Tipp: putzen Sie Ihre Zähne vorsichtig. Bei zu viel ausgeübtem Druck kann es zu Schäden an der Mundschleimhaut oder dem Zahnfleisch kommen, woraus sich in der Folge eine Aphte bilden kann.

Behandlung: Aphte behandeln

Zunächst sei angemerkt, dass eine Aphte keiner Behandlung bedarf. Sie heilt in der Regel nach einiger Zeit (mehrere Tage bis Wochen) von alleine ab. Sie ist auch nicht ansteckend.

Chronische Aphten lassen sich bis heute auch nicht vollständig ausheilen, was bedeutet, dass diese immer wieder kehren können und meist auch werden.

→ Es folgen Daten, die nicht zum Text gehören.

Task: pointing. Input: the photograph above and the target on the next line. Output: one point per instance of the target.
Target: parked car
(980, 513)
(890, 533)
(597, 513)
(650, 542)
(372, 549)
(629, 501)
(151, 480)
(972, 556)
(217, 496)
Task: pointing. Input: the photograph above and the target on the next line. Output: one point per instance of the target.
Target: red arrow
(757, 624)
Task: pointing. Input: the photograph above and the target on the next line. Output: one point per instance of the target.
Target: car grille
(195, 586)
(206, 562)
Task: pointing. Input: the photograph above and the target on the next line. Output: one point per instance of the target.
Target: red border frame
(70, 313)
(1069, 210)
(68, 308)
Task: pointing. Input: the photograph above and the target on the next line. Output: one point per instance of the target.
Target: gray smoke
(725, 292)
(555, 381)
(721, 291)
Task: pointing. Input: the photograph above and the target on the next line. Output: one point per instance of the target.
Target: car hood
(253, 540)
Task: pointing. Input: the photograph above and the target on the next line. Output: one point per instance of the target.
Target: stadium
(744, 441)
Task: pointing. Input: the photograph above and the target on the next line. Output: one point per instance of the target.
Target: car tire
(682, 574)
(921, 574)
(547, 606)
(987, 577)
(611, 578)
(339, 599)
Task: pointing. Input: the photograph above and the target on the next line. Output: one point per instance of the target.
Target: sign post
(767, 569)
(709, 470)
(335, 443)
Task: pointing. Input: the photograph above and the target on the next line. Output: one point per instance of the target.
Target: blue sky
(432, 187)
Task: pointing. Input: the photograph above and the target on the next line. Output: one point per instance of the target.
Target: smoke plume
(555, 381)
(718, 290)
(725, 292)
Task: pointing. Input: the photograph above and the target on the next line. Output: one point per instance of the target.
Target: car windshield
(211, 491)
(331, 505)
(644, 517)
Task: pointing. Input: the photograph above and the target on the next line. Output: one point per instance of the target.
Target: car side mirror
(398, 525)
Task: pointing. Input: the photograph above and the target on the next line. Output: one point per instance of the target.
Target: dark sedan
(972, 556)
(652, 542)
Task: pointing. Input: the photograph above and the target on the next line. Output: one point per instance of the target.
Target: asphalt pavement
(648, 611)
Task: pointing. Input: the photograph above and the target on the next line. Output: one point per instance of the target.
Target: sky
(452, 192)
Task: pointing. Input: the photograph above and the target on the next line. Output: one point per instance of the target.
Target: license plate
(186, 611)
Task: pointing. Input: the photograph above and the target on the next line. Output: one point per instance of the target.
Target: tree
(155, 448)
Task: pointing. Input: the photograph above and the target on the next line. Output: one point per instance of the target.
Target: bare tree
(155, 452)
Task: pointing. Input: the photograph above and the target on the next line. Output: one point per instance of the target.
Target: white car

Dennoch ist das kleine Geschwür oft schmerzhaft und kann auch Jucken und Brennen. Aus diesem Grund werden häufig mit verschiedenen Mitteln die Schmerzen behandelt. Diese Mittel werden meist äußerlich angewendet und enthalten lokal betäubende Stoffe (z.B. Lidocain), entzündungshemmende Stoffe und antibakterielle Stoffe. Die meisten modernen Mittel kommen dabei als Mundgel oder Salben daher.

Hausmittel gegen Aphten

Da es Aphten schon immer gab, gibt es natürlich auch Hausmittelchen, die unsere Vorfahren bereits eingesetzt haben.

Das wohl bekannteste Mittel bei einer Aphte ist die Kamille. Am besten nimmt man hier eine Tinktur aus Kamille. Diese gibt es zum Beispiel in der Apotheke, im Drogeriemarkt oder im Internet. Mit der Tinktur wird nun mehrmals täglich der Mund ausgespült. Der Alkohol wirkt desinfizierend und die Kamille aufgrund ihrer antibakteriellen und antientzündlichen Wirkung heilend.

Häufig wird auch echtes australisches Teebaumöl gegen eine Aphte eingesetzt. Teebaumöl wirkt antibakteriell und antiviral. Es ist wichtig, dass sie die Aphte nur vorsichtig mit dem Öl betupfen. Am besten verwenden Sie ein Wattestäbchen und tupfen nur drei bis viermal täglich. Teebaumöl ist sehr aggressiv und Sie sollten es nicht schlucken und nicht an die restliche Schleimhaut kommen lassen.

Viele Betroffene schwören auch auf die Aloe Vera Pflanze. Man kann einerseits die Aphte mit dem Saft der Blätter die Aphte betupfen (am besten wieder ein Wattestäbchen verwenden) oder aber auch ein fertiges Aloe Vera Mittel kaufen, wie zum Beispiel eine Mundspülung, eine Salbe oder ein trink-Gel. Prüfen Sie jedoch vorab, ob das entsprechende Mittel zur Anwendung im Mundraum geeignet ist und vermeiden Sie am besten Mittel, die viele Zusatzstoffe beinhalten.